Dataset-backed MoCo v2 pre-training for planetary-scale corpora
Source:R/foundation_moco.R
foundation_moco_pretrain_tiles.RdDrop-in streaming variant of foundation_moco_pretrain() that
reads patches on the fly from an edaphos_tile_dataset
(see foundation_tile_dataset()). The point is to train on real
multi-source raster mosaics – SoilGrids, WorldClim, SRTM, MODIS,
ERA5 – that do not fit in RAM as a single (N, C, H, W) array.
Usage
foundation_moco_pretrain_tiles(
dataset,
feature_dim = 64L,
proj_dim = 32L,
queue_size = 1024L,
momentum = 0.999,
temperature = 0.07,
batch_size = 16L,
epochs = 100L,
lr = 0.03,
crop_ratio = c(0.6, 1),
flip_prob = 0.5,
rot90_prob = 0.75,
channel_drop_prob = 0.2,
cutout_prob = 0.3,
cutout_size_ratio = 0.2,
brightness_jitter = 0.2,
noise_sd = 0.1,
device = c("cpu", "mps", "cuda"),
seed = NULL,
verbose = FALSE,
checkpoint_dir = NULL,
checkpoint_every = 10L,
resume = NULL
)Arguments
- dataset
An
edaphos_tile_dataset.- feature_dim, proj_dim, queue_size, momentum, temperature, batch_size, epochs, lr, crop_ratio, flip_prob, rot90_prob, channel_drop_prob, cutout_prob, cutout_size_ratio, brightness_jitter, noise_sd, seed, verbose
As in
foundation_moco_pretrain().- device
Backend for the training loop. One of
"cpu"(default),"mps"(Apple Silicon GPU via Metal) or"cuda"(NVIDIA). Requested-but-unavailable backends fall back to"cpu"with a message.
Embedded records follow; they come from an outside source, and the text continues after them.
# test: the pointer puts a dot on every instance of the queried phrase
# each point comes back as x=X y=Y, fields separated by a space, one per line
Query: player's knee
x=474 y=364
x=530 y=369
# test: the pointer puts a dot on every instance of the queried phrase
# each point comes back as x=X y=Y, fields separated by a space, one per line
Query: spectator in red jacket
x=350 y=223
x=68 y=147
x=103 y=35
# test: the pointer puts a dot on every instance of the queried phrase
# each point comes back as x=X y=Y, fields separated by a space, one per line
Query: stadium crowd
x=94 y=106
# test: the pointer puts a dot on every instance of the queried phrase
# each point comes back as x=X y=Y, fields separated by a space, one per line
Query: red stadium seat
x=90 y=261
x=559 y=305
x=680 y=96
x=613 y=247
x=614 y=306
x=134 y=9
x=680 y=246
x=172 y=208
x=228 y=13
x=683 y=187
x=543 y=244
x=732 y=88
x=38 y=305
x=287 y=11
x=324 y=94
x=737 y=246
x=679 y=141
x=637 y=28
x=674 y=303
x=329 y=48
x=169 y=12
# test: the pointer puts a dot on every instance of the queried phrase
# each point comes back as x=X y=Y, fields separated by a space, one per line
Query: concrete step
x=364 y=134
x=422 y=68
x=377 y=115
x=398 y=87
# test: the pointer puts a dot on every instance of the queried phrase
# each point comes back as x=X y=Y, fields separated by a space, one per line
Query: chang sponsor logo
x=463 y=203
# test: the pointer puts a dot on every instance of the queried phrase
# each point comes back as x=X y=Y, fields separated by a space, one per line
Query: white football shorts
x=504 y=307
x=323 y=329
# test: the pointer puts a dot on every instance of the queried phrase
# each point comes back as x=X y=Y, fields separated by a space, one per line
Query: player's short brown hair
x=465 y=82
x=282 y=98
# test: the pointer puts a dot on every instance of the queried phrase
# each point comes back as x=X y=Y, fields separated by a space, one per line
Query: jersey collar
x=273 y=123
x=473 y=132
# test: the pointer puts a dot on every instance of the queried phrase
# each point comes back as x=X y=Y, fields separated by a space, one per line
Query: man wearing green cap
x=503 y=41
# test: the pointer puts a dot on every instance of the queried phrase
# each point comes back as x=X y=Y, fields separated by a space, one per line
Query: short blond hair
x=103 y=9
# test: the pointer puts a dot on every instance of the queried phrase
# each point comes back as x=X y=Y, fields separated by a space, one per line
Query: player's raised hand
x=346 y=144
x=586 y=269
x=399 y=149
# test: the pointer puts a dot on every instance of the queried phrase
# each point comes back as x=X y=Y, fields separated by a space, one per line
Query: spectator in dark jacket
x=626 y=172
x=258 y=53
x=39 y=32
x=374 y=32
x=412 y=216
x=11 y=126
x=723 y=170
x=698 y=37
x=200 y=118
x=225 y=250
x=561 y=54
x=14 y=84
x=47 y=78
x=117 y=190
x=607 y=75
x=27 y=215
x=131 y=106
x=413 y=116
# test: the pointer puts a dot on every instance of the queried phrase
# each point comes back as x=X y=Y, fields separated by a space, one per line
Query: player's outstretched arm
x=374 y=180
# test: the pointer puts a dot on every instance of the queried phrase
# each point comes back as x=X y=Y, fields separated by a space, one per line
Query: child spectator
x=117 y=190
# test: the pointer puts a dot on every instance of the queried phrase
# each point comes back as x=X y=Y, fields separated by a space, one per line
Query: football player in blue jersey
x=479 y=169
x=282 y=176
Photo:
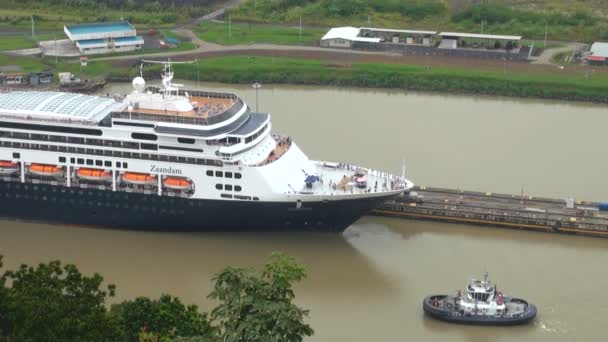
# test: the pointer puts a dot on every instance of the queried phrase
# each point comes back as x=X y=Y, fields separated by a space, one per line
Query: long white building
x=104 y=37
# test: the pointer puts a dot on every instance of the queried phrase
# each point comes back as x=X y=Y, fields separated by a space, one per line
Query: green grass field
x=23 y=41
x=219 y=33
x=244 y=69
x=580 y=20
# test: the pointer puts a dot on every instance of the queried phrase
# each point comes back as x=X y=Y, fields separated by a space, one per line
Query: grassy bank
x=243 y=69
x=219 y=33
x=581 y=20
x=24 y=41
x=52 y=14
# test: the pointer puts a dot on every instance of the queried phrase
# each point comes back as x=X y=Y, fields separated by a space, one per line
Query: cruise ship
x=166 y=158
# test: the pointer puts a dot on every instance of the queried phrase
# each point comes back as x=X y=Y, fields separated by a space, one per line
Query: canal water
x=368 y=283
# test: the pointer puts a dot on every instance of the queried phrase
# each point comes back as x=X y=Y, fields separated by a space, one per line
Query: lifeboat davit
x=46 y=170
x=93 y=174
x=177 y=183
x=8 y=167
x=138 y=178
Added in v1.2.0.- checkpoint_dir
Optional directory for periodic checkpoints.
- checkpoint_every
Integer – save a checkpoint every
kepochs.- resume
Optional path to a checkpoint directory to restart from.
Value
An edaphos_foundation_moco (identical structure to
foundation_moco_pretrain()).